New Release: Siblings in the BUNMD and CenSoc-Numident Dataset

We are excited to announce the release of sibships in the Berkeley Unified Numident Mortality Database (BUNMD) and CenSoc-Numident dataset.

Sibling comparisons are a useful tool that allow researchers to control for shared, unmeasured confounding variables. However, sibling relationships are not identified in administrative mortality data, and are difficult to establish in census data if siblings are not residing in the same household. In order to identify siblings in the BUNMD and CenSoc-Numident (which links the BUNMD with the 1940 Census), we use parents’ names as listed in Social Security Numident records. Specifically, individuals must agree on four name variables to be declared siblings: father’s first name, father’s last name, mother’s first name, and mother’s last (maiden/unmarried) name.
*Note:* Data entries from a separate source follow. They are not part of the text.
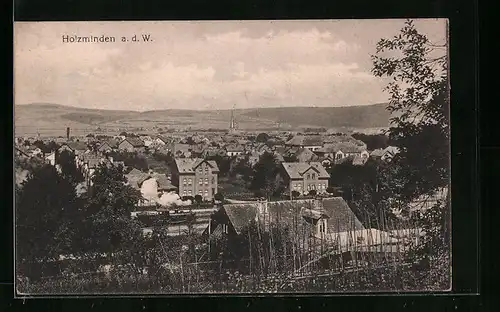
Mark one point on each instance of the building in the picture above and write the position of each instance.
(311, 142)
(196, 177)
(305, 177)
(234, 150)
(131, 145)
(160, 141)
(76, 148)
(322, 218)
(181, 150)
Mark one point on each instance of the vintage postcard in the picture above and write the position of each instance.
(246, 157)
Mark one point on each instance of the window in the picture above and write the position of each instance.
(322, 226)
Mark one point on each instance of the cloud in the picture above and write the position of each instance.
(198, 65)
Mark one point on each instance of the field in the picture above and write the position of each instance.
(52, 120)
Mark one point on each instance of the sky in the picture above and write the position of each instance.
(205, 64)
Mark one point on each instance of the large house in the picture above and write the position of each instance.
(74, 147)
(385, 154)
(108, 146)
(131, 145)
(311, 142)
(305, 177)
(234, 150)
(196, 177)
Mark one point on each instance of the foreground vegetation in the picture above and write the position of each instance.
(95, 228)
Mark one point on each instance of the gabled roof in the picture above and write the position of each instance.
(292, 212)
(310, 140)
(135, 142)
(189, 165)
(234, 148)
(297, 170)
(359, 160)
(163, 139)
(391, 150)
(345, 147)
(76, 146)
(163, 182)
(377, 153)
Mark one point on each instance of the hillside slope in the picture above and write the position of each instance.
(52, 118)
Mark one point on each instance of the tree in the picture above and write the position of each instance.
(66, 160)
(47, 211)
(267, 180)
(419, 103)
(262, 137)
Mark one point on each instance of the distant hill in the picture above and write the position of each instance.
(52, 119)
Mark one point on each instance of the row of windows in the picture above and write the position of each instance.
(200, 181)
(311, 176)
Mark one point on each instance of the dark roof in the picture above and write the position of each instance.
(76, 146)
(377, 153)
(296, 170)
(135, 142)
(310, 140)
(163, 182)
(340, 216)
(234, 148)
(359, 160)
(135, 178)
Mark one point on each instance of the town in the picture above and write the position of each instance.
(217, 184)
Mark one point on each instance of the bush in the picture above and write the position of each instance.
(219, 197)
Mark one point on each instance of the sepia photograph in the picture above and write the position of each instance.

We use two strategies to match siblings:

The exact match method identifies siblings only with exactly identical parent names (after names have undergone cleaning and standardization).
The flexible match method permits parents’ names to be slightly different, within a threshold defined by Jaro–Winkler string distance, in addition to exact matches. This allows siblings to be matched even in cases of minor misspellings, mistranscriptions, or spelling variations in parents’ names among sibships (e.g., mother’s maiden name recorded as “Brannum” and “Branum”). This increases the number of siblings found, but has higher potential to falsely match unrelated individuals. Most (but not all) individuals and sibling connections identified using the exact match method are also identified using this method.
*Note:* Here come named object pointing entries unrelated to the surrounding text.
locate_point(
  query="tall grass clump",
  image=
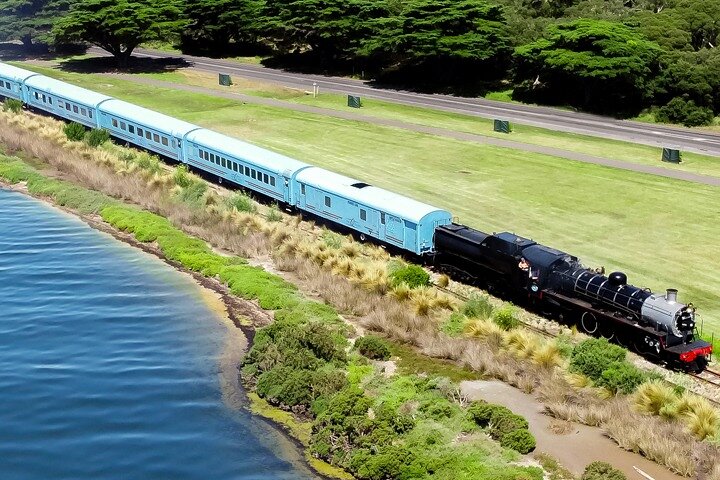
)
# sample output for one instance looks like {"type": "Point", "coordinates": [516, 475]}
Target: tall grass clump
{"type": "Point", "coordinates": [656, 398]}
{"type": "Point", "coordinates": [274, 214]}
{"type": "Point", "coordinates": [96, 137]}
{"type": "Point", "coordinates": [74, 131]}
{"type": "Point", "coordinates": [242, 202]}
{"type": "Point", "coordinates": [12, 105]}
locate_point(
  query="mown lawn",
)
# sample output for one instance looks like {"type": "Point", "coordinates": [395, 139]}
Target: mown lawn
{"type": "Point", "coordinates": [600, 147]}
{"type": "Point", "coordinates": [659, 231]}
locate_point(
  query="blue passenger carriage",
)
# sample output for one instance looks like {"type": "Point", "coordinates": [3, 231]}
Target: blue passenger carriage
{"type": "Point", "coordinates": [145, 128]}
{"type": "Point", "coordinates": [371, 211]}
{"type": "Point", "coordinates": [64, 100]}
{"type": "Point", "coordinates": [244, 164]}
{"type": "Point", "coordinates": [11, 81]}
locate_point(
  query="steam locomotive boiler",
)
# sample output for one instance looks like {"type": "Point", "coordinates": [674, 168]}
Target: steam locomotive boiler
{"type": "Point", "coordinates": [655, 325]}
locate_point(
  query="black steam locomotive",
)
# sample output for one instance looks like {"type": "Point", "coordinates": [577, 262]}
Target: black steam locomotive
{"type": "Point", "coordinates": [556, 283]}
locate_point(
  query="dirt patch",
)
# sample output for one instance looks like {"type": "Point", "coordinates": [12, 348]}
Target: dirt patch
{"type": "Point", "coordinates": [576, 448]}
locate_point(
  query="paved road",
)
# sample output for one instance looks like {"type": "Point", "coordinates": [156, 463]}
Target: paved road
{"type": "Point", "coordinates": [551, 118]}
{"type": "Point", "coordinates": [470, 137]}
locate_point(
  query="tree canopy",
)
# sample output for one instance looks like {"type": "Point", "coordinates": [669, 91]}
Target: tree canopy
{"type": "Point", "coordinates": [119, 26]}
{"type": "Point", "coordinates": [594, 64]}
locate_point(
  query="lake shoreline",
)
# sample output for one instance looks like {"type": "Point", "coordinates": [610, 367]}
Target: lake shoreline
{"type": "Point", "coordinates": [240, 317]}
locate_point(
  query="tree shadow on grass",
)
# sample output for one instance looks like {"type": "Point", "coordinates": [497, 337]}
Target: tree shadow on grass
{"type": "Point", "coordinates": [134, 65]}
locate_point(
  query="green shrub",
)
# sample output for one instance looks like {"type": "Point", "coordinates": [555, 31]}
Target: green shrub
{"type": "Point", "coordinates": [505, 317]}
{"type": "Point", "coordinates": [520, 440]}
{"type": "Point", "coordinates": [96, 137]}
{"type": "Point", "coordinates": [242, 202]}
{"type": "Point", "coordinates": [412, 275]}
{"type": "Point", "coordinates": [687, 112]}
{"type": "Point", "coordinates": [74, 131]}
{"type": "Point", "coordinates": [602, 471]}
{"type": "Point", "coordinates": [593, 356]}
{"type": "Point", "coordinates": [181, 177]}
{"type": "Point", "coordinates": [373, 347]}
{"type": "Point", "coordinates": [12, 105]}
{"type": "Point", "coordinates": [478, 306]}
{"type": "Point", "coordinates": [621, 377]}
{"type": "Point", "coordinates": [274, 213]}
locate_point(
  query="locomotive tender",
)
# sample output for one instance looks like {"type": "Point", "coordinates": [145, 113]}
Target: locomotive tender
{"type": "Point", "coordinates": [656, 325]}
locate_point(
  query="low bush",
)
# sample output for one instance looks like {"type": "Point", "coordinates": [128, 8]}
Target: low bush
{"type": "Point", "coordinates": [602, 471]}
{"type": "Point", "coordinates": [242, 202]}
{"type": "Point", "coordinates": [373, 347]}
{"type": "Point", "coordinates": [96, 137]}
{"type": "Point", "coordinates": [505, 318]}
{"type": "Point", "coordinates": [520, 440]}
{"type": "Point", "coordinates": [274, 213]}
{"type": "Point", "coordinates": [12, 105]}
{"type": "Point", "coordinates": [687, 112]}
{"type": "Point", "coordinates": [595, 355]}
{"type": "Point", "coordinates": [413, 276]}
{"type": "Point", "coordinates": [621, 377]}
{"type": "Point", "coordinates": [74, 131]}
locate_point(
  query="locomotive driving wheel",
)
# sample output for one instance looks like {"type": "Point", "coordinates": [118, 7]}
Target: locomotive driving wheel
{"type": "Point", "coordinates": [589, 323]}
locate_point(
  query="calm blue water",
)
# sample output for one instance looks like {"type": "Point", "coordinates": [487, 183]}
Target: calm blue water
{"type": "Point", "coordinates": [108, 364]}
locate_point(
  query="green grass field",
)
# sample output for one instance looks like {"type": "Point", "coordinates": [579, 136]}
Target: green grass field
{"type": "Point", "coordinates": [659, 231]}
{"type": "Point", "coordinates": [618, 150]}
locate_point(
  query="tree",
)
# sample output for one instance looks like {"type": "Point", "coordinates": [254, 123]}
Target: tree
{"type": "Point", "coordinates": [215, 24]}
{"type": "Point", "coordinates": [702, 21]}
{"type": "Point", "coordinates": [29, 20]}
{"type": "Point", "coordinates": [119, 26]}
{"type": "Point", "coordinates": [332, 29]}
{"type": "Point", "coordinates": [443, 38]}
{"type": "Point", "coordinates": [593, 64]}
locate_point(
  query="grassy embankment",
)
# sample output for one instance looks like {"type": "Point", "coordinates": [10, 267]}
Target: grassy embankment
{"type": "Point", "coordinates": [306, 372]}
{"type": "Point", "coordinates": [655, 229]}
{"type": "Point", "coordinates": [354, 279]}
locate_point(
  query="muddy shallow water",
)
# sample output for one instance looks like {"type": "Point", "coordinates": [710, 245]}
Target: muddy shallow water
{"type": "Point", "coordinates": [575, 449]}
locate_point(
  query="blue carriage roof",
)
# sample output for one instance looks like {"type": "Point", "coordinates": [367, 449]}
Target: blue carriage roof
{"type": "Point", "coordinates": [145, 116]}
{"type": "Point", "coordinates": [14, 73]}
{"type": "Point", "coordinates": [232, 147]}
{"type": "Point", "coordinates": [373, 197]}
{"type": "Point", "coordinates": [65, 90]}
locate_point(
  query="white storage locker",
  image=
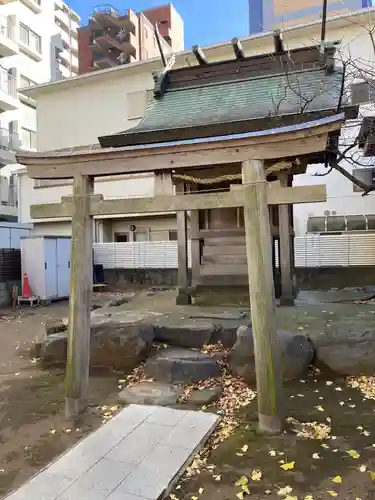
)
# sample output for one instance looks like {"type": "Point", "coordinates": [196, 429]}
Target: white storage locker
{"type": "Point", "coordinates": [46, 260]}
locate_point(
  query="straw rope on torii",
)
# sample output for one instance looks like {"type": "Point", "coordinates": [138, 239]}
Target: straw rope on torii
{"type": "Point", "coordinates": [276, 167]}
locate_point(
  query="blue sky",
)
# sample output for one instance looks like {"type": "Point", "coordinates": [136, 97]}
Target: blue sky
{"type": "Point", "coordinates": [206, 21]}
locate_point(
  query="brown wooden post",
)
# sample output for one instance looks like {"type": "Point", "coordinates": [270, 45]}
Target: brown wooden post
{"type": "Point", "coordinates": [78, 358]}
{"type": "Point", "coordinates": [285, 251]}
{"type": "Point", "coordinates": [262, 303]}
{"type": "Point", "coordinates": [195, 242]}
{"type": "Point", "coordinates": [183, 296]}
The resulting sibships are among people who died at 65+ in the years 1988-2005, may be of any gender composition, and contain from 2-9 siblings (BUNMD) or 2-8 siblings (CenSoc-Numident). An overview of the siblings identified for each CenSoc dataset and matching method is below:

Dataset	Method	N Sibships	N Individuals
BUNMD	Exact	2.13 million	4.77 million
BUNMD	Flexible	2.71 million	6.12 million
CenSoc-Numident	Exact	427 thousand	908 thousand
CenSoc-Numident	Flexible	552 thousand	1.19 million

Sibships found using both matching strategies are highly concordant in characteristics that siblings would usually be expected to share, including birth state and race. And as these methods rely solely on parents’ names, sibling groups are not required to share a common surname, allowing sisters with differing married names to be matched to their siblings. However, a main limitations is that only individuals who both know and record all parent name variables can be matched to their siblings. Not all members of a sibship may be matched to each other, making precise sibship size and birth order uncertain.
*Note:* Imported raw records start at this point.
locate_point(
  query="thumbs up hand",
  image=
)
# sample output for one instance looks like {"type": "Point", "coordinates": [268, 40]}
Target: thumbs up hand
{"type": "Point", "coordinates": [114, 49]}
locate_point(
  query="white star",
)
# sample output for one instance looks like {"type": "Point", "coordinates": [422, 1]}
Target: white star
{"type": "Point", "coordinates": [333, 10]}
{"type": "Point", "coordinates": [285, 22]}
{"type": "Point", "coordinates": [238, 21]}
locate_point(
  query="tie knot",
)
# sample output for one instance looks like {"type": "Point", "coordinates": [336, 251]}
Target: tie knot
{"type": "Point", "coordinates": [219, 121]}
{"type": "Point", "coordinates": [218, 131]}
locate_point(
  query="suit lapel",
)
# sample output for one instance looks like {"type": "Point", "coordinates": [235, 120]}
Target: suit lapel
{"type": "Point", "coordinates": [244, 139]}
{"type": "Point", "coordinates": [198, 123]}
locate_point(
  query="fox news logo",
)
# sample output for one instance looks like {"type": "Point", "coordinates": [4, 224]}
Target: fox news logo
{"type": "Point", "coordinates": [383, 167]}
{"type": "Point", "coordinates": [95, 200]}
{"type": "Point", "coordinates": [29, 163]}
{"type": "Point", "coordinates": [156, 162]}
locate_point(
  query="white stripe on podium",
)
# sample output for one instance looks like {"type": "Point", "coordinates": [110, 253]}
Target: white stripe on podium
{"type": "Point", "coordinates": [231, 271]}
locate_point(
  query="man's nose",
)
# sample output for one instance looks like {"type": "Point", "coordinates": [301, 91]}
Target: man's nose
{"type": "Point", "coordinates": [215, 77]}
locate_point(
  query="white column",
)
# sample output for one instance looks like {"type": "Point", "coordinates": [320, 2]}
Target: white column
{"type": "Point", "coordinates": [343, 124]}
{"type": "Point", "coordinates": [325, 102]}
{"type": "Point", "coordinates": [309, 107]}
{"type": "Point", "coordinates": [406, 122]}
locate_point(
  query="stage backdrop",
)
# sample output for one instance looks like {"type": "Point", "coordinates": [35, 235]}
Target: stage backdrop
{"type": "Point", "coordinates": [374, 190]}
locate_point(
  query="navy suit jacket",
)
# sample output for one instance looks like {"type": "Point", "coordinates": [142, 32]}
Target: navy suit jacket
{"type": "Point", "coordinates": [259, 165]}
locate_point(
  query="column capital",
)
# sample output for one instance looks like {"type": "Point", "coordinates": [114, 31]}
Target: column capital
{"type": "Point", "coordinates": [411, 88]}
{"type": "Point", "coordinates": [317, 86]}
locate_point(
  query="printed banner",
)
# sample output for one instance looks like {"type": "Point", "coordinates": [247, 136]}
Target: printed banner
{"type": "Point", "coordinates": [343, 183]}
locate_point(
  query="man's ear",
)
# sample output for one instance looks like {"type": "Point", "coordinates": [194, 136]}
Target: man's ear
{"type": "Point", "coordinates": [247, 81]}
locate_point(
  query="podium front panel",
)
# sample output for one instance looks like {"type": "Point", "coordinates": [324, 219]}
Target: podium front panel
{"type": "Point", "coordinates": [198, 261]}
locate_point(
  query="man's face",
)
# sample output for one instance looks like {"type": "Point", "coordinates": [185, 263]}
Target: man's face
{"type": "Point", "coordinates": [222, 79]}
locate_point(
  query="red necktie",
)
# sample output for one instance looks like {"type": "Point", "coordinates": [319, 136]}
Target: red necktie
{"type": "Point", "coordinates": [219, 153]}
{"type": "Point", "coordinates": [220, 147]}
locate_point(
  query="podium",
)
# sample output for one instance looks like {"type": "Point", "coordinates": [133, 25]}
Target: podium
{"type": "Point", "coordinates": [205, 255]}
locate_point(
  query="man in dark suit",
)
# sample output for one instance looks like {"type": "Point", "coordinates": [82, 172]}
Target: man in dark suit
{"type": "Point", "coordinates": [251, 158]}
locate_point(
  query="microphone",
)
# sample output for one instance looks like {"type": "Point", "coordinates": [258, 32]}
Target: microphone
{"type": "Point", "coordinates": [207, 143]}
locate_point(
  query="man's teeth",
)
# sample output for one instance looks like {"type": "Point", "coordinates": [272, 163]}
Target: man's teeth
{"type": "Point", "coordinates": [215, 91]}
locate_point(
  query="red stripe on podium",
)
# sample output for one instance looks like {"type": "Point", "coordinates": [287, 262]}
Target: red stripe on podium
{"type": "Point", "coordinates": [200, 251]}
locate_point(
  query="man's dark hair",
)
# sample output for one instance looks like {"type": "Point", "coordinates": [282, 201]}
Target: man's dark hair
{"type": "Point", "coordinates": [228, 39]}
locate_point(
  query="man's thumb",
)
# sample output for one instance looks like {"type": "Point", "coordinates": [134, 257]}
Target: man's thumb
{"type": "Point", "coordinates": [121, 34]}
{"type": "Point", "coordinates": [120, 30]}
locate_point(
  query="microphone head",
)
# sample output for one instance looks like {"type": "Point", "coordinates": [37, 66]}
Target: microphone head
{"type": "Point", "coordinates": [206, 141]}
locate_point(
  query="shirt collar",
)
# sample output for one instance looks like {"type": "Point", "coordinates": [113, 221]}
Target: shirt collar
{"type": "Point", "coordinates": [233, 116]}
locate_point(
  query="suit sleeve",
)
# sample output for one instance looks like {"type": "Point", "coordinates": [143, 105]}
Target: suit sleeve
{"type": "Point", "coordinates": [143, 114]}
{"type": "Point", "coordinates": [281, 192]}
These sibships open up numerous research possibilities with CenSoc data, such as the ability to easily study sibling differences in occupation, education, income, home value, and many other 1940 Census variables. Geographic variables from the census and Numident data may be used to examine migration and place-based exposures among siblings. In the figure below, we use the CenSoc-Numident sibship dataset to examine the educational attainment of 153 thousand adult sibling pairs in the 1940 Census:

Figure: Educational composition of sibling pairs aged 20 or older in the 1940 Census by highest year of schooling achieved. Siblings are identified using the flexible match method. About 54% sibling pairs are discordant in education using these categories (N = 153,131 sibships).

For a detailed description of matching methodology and quality of resulting data please refer to the technical documentation, Methods for Identifying Siblings in Administrative Mortality Data. Visit the CenSoc Data page for download links and codebooks.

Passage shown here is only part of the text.